RE: HOW_TO_IDENTIFY_LOCK_OWNER

 From: Daniel Brotsky [mailto:dbrotsky@adobe.com]
 I think there are a variety of client needs here. These are
 probably a little too fuzzy to be called requirements :^), but it's
 the best I can do right now.
 1. This came up at the first interop, and most servers seemed to be
 compliant by the second interop:
 The <owner> part of a lock is to be completely controlled by the
 client. The server MUST not alter it (i.e., lock discovery, if it
 returns the <owner> information, must return exactly equivalent XML
 to that in the LOCK request).
 There's a lot of discussion of why this is needed in the archives;
 the gist is that it's the only client-controlled XML that's always
 associated with a LOCK, so clients of a given ilk can use it to
 exchange conventional information with each other about the lock.
I agree.
 2. There's some well-known specification of "principal" in the
 sense of "authenticated user ID whose authorization is being used
 for the current request." Probably this is a string of some kind,
 and probably there are localization issues so we will want this
 string to be in a known encoding (e.g., UTF-8) or else all
 mechanisms that return this string must be able to return the
 encoding.
In general, the user will not map 1-1 with a "principal", but rather
a user will "match" one or more principals. Therefore I do not see
that it is feasible or desireable to try to identify a particular
principal for the current user.
 3. Clients need to know/be able to discover which "principal" they
 are. I don't really know enough about the range of authentication
 schemes to understand whether clients can always know for sure what
 "principal" the server is associating with them based on the
 client-generated authentication header, or whether the client might
 simply have been given some set of opaque credentials and need the
 server to tell it which "principal" those credentials make it.
I believe this is the same as (2), and the same counter-arguments
apply.
 4. Clients need to know/be able to discover which "principal" owns
 a given lock, that is, which principal made the original lock
 request.
We did agree in an earlier thread that a "DAV:can-lock" and a
"DAV:can-unlock" privilege should be supported, so that an ACL
can indicate who can lock or unlock a resource.

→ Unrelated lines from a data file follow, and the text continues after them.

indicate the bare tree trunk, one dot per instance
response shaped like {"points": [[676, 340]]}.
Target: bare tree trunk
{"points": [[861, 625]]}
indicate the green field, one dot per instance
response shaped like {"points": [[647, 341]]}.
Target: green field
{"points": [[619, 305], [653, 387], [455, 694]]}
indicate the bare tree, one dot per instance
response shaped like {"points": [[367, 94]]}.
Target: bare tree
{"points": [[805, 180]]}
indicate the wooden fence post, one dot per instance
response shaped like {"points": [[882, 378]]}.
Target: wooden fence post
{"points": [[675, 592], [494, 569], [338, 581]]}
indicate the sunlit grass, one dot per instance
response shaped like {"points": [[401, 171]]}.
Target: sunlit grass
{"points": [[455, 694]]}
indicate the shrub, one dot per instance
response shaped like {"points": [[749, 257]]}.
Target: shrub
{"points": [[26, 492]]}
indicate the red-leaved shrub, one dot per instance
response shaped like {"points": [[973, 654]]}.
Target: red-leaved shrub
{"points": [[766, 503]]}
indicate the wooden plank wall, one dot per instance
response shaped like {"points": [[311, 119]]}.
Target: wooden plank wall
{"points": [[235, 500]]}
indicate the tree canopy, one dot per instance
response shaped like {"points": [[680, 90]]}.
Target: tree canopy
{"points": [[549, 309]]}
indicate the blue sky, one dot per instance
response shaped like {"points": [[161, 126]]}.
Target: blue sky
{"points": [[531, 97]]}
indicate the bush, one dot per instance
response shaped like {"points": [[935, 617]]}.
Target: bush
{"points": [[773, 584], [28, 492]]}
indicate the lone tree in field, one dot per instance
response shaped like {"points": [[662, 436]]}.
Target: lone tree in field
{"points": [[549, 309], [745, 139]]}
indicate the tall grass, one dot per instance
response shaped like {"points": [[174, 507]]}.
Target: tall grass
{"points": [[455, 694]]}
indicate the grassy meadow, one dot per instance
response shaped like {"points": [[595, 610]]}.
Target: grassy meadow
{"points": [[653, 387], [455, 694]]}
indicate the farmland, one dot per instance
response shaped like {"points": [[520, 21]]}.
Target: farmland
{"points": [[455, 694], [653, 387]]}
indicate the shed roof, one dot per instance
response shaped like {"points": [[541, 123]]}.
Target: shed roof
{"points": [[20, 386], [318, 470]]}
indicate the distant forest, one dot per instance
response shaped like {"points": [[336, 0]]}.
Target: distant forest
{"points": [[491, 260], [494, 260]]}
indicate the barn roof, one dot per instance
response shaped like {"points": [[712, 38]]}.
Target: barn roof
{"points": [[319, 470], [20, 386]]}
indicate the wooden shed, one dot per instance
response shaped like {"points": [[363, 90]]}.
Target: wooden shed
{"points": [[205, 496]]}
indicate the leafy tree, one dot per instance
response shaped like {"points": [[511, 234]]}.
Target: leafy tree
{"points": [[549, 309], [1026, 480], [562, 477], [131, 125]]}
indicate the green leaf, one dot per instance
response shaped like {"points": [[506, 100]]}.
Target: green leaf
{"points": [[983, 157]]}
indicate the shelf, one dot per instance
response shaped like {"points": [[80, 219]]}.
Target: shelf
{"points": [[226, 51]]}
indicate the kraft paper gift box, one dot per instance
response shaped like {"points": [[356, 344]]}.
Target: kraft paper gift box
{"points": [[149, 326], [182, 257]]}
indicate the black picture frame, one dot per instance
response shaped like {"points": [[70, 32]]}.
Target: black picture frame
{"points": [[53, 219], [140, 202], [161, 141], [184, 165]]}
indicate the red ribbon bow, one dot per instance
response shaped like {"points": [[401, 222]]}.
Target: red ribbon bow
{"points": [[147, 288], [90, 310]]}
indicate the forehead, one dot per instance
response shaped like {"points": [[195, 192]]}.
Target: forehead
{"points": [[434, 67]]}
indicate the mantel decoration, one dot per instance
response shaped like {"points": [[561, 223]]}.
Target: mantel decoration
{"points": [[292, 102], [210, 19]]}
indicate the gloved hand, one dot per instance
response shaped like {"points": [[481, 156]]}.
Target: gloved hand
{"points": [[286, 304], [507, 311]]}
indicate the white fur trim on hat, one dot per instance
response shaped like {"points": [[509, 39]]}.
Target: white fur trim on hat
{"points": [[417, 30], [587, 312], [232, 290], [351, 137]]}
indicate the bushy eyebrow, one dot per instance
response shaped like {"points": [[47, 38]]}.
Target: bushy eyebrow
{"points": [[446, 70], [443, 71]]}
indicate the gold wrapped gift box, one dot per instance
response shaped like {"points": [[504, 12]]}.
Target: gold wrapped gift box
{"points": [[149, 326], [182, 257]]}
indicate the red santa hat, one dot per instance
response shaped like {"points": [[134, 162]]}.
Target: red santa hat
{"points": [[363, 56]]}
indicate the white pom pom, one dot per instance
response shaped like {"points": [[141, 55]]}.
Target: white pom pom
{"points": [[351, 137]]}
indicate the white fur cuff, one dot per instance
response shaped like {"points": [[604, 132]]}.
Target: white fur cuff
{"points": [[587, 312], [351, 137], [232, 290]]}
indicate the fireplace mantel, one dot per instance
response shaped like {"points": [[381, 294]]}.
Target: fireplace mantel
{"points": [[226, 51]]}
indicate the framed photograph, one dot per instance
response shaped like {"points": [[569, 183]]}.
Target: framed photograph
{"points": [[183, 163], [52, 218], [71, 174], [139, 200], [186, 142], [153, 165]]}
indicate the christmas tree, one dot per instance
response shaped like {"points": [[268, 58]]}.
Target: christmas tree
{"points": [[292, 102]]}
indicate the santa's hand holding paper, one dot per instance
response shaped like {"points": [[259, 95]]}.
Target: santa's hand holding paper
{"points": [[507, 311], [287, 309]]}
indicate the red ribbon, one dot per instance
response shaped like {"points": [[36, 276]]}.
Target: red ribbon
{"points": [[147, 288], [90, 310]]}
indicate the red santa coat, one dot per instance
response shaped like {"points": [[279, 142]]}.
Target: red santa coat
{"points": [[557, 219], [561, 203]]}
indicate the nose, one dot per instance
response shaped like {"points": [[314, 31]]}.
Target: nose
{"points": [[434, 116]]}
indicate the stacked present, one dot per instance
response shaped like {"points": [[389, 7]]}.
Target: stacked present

But I disagree that it is necessary or useful to identify a principal
that "owns" the lock, since it is the DAV:can-lock and DAV:can-unlock
ACL that matters, and that is not determinable from the "principal"
that created the lock. 
 5. Clients need to know/be able to discover where the "root
 resource" of a lock is; that is, the resource on which the lock
 owner can do an UNLOCK of the right depth and get the lock
 released.
I agree.
So my set of requirements would be:
A) The DAV:owner field of the lock is under client control.
B) A DAV:can-lock and DAV:can-unlock privilege should be defined.
C) The root resource of a lock should be discoverable.